Altrimenti c’è il rifiuto e la negazione di tutto ciò, o
addirittura la vergogna o l’odio per avere subito una serie di imposizioni e
violenze, quando non addirittura l’abiura oppure l’apostasia da se stessi e dal
proprio passato. La nostra stessa identità può non essere vissuta con
gratitudine. L’Occidente sembra particolarmente colpito oggi da questa sindrome
della vergogna di se stesso e dall’ingratitudine.

Se non proviamo gratitudine verso chi ci ha trasmesso determinati
valori non ci riteniamo in dovere di trasmetterli a nostra volta. La carenza di
gratitudine rompe la continuità tra le generazioni e produce l’
“emergenza educativa”.

Il terzo è la
Gratuità. La
vocazione ci è data in dono. Perdere il
senso della vocazione significa perdere il senso del dono e pensare che il
senso è sempre e solo prodotto da noi. Se il mio
passato, la mia natura, gli altri non mi parlano significa che il loro senso lo
stabilisco io, o noi, se ci riferiamo alle strutture culturali o sociali.

Gratuito è ciò che va semplicemente accolto come grazia, verso cui
si mostra gratitudine per averlo potuto accogliere. La vocazione comporta tutto
questo in quanto non è una parola che pronunciamo noi, ma una parola
pronunciata su di noi
. Quindi una parola donata.

Qual è il fine di questo libro? E in che modo la fede cristiana e
la dottrina sociale della Chiesa possono risolvere i problemi dell’umanità?

Fontana: La parola vocazione ricorre almeno una ventina di
volte nella Caritas in veritate di Benedetto
XVI, senza contare i sinonimi. Se le cose, le persone e gli avvenimenti non ci
parlano; se pensiamo di essere solo il frutto di determinismi allora nessuna avvenimento nuovo può veramente accadere e noi
rimaniamo vittima di noi stessi.

Senza vocazione l’uomo non sa dove andare, perché l’essere mosso da
dietro piuttosto che attratto da davanti non lo soddisfa. L’uomo è attesa di
vocazione, attende una parola che gli venga incontro. Tutto il mio libro ruota
attorno alla circolarità di attesa e vocazione, dato che solo la vocazione che
corrisponde ad una profonda attesa dell’uomo è veramente umana.

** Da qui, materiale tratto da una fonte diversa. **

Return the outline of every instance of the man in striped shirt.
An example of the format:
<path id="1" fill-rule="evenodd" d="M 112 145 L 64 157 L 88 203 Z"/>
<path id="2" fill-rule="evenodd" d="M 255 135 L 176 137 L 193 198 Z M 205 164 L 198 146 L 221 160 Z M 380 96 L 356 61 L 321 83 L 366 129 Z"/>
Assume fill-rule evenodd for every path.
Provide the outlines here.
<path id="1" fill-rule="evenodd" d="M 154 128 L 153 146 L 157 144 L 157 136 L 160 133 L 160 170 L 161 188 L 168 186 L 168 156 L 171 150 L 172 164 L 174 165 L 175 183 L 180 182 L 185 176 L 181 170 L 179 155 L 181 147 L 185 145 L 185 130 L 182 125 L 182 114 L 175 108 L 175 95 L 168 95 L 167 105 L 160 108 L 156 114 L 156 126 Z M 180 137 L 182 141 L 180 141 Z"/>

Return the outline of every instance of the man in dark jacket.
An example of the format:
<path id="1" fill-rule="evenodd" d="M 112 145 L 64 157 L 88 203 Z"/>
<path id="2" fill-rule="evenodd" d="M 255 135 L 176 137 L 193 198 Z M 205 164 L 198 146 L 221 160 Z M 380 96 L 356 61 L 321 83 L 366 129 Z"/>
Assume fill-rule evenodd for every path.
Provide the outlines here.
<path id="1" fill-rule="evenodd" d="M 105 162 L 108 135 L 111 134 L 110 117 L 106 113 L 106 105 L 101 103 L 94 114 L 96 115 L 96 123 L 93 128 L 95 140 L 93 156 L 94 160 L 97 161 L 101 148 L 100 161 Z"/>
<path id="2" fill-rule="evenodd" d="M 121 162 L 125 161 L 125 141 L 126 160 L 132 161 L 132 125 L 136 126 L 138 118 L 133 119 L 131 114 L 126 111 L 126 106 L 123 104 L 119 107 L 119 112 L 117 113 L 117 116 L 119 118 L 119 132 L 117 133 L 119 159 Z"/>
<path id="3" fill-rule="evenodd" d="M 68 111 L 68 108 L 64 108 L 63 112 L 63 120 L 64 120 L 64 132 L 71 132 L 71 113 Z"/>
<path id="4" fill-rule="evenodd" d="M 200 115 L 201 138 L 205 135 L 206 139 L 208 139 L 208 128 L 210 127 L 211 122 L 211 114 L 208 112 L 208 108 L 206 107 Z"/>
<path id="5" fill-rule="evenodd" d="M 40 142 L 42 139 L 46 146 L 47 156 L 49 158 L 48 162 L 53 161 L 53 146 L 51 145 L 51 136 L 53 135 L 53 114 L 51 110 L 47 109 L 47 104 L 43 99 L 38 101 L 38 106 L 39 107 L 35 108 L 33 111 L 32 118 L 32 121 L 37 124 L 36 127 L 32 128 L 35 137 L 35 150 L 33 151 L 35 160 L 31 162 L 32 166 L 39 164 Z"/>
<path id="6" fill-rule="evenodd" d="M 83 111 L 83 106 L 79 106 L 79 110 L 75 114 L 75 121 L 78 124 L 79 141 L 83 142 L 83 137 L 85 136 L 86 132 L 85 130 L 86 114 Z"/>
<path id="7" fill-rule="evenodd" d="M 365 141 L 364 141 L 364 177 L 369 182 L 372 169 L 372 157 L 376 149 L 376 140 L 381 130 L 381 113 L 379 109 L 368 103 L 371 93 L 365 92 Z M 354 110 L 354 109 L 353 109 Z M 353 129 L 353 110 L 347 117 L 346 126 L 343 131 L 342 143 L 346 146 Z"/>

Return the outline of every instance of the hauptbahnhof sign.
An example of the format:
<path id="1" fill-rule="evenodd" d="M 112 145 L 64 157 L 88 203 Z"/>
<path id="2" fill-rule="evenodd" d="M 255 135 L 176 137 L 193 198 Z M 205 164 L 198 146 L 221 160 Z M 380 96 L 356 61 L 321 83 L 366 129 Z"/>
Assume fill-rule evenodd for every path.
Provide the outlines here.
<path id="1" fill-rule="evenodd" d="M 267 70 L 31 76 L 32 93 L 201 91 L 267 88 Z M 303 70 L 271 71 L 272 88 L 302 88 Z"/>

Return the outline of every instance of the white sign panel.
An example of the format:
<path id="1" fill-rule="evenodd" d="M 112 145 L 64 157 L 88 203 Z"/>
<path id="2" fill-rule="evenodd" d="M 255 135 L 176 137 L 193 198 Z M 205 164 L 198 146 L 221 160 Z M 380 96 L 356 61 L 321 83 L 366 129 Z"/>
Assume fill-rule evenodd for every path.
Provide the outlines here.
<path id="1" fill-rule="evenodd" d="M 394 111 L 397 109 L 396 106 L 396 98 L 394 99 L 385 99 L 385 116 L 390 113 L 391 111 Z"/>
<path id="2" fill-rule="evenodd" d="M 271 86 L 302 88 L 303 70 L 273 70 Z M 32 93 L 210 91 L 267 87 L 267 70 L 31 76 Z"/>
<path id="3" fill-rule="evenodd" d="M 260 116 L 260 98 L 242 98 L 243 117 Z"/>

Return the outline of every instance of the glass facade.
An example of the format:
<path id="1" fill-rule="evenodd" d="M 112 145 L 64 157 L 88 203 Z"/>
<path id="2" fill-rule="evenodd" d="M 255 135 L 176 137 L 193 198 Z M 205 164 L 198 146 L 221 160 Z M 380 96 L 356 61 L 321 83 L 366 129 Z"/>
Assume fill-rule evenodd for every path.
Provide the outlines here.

La fede cristiana ha questa pretesa, di essere “amica dell’uomo” o
“dal volto umano”, ossia di corrispondere alle sue attese. La stessa cosa si
può dire per la Dottrina sociale della Chiesa che corrisponde alle attese del
mondo, come la fede corrisponde a quelle della ragione e la carità a quelle
della giustizia. E’ per questo che la fede cristiana non si aggiunge “dopo” ma
ha a che fare con la costituzione stessa dell’umano. La fede cristiana è una
vocazione che è già presente nella forma dell’attesa.